Bioagresseurs : restez vigilants
Si on fait le tour des bioagresseurs susceptibles d’affecter cette orge de printemps semée à l’automne, d’abord rappeler que les variétés inscrites sont toutes sensibles aux mosaïques de type Y1 comme Y2. Par ailleurs, bien que le semis soit tardif, rien n’empêche de voir le développement de pucerons dans un contexte d’hiver doux.
Désherbage : choisir ses parcelles et les mélanges herbicides
Concernant la lutte contre les mauvaises herbes, semer une orge de printemps fin octobre revient soit à décaler la date de semis d’une céréale d’hiver, soit à faire l’impasse sur la capacité nettoyante de cette orge quand elle est semée au printemps. Dans ces conditions, l’orge de printemps implantée à l’automne ne sera pas indemne de graminées adventices. Les produits racinaires d’automne autorisés sur les orges d’hiver le sont également sur ces orges de printemps. Pour des questions de sélectivité, on évitera les mélanges de trop de matières actives les unes avec les autres. Par ailleurs, l’application d’herbicide à l’automne semble augmenter le risque de destruction de la culture par un fort gel hivernal. Dans tous les cas, on préférera implanter une orge de printemps fin octobre – début novembre sur des parcelles présentant des infestations les plus faibles possibles. Outre le fait de ne pas avoir dépensé un herbicide en cas de gel de la culture, c’est une manière de gérer durablement des parcelles encore propres.

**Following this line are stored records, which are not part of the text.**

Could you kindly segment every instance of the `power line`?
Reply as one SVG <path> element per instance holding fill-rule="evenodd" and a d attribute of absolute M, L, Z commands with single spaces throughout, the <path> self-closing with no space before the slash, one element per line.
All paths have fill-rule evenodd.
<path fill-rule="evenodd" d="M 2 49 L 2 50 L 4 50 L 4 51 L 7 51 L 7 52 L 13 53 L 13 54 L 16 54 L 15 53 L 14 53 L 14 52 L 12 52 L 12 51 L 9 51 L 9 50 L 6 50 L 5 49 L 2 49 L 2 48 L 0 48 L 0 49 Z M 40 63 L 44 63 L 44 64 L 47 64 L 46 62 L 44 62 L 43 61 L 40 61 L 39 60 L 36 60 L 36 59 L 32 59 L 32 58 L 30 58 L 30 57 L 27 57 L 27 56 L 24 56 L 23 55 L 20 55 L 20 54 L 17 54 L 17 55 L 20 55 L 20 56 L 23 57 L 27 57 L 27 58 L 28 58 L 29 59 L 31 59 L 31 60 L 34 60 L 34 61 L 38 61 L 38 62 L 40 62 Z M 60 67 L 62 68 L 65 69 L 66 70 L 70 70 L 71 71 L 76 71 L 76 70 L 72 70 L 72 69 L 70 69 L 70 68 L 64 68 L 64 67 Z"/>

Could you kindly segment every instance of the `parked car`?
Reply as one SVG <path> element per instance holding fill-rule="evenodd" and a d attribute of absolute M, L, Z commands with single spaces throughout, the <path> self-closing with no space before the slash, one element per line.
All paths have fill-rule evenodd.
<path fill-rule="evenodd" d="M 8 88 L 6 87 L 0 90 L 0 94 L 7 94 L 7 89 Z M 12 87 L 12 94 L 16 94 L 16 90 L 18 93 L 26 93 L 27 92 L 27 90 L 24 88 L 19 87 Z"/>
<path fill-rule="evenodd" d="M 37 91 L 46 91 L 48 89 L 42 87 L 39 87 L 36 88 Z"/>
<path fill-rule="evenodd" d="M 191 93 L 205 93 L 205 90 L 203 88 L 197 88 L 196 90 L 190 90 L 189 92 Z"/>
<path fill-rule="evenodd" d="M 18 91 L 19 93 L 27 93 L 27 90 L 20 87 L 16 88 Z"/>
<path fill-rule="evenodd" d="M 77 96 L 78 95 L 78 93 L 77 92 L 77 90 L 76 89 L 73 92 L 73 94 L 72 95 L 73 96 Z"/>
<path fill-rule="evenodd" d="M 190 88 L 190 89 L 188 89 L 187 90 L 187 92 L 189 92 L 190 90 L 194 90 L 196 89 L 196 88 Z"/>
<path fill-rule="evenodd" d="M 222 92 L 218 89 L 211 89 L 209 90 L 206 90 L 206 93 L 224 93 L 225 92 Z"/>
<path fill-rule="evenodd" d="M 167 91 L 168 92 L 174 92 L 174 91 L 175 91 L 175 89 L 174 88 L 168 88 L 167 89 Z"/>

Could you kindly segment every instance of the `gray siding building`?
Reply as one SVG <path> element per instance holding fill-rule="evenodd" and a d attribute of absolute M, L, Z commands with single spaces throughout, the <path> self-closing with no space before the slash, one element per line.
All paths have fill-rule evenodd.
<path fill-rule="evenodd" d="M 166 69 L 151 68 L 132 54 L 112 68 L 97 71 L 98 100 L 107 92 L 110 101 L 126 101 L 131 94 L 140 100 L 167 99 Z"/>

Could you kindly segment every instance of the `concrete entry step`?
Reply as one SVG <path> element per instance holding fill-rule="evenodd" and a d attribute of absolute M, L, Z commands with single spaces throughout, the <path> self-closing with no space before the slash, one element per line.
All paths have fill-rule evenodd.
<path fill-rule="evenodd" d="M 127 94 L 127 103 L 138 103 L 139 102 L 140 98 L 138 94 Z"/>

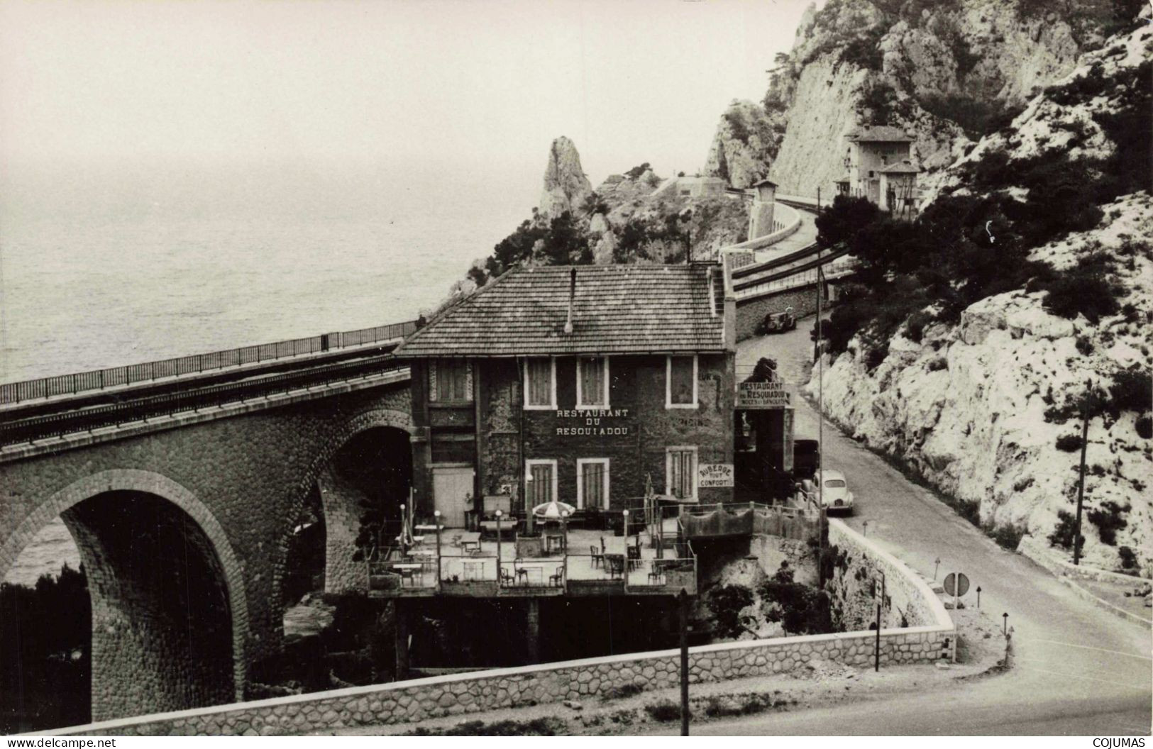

Lutte contre les maladies et la verse : à ne pas négliger
Du côté de la lutte contre la maladie et la verse, certes, les orges de printemps semées à l’automne semblent moins sensibles aux maladies que la majorité des orges d’hiver semées début octobre, mais la vigilance sera de mise vis-à-vis d’attaques précoces de rhynchosporiose en sortie d’hiver tout particulièrement. En effet, ces orges de printemps restent néanmoins plus sensibles aux maladies que les mêmes semées au printemps.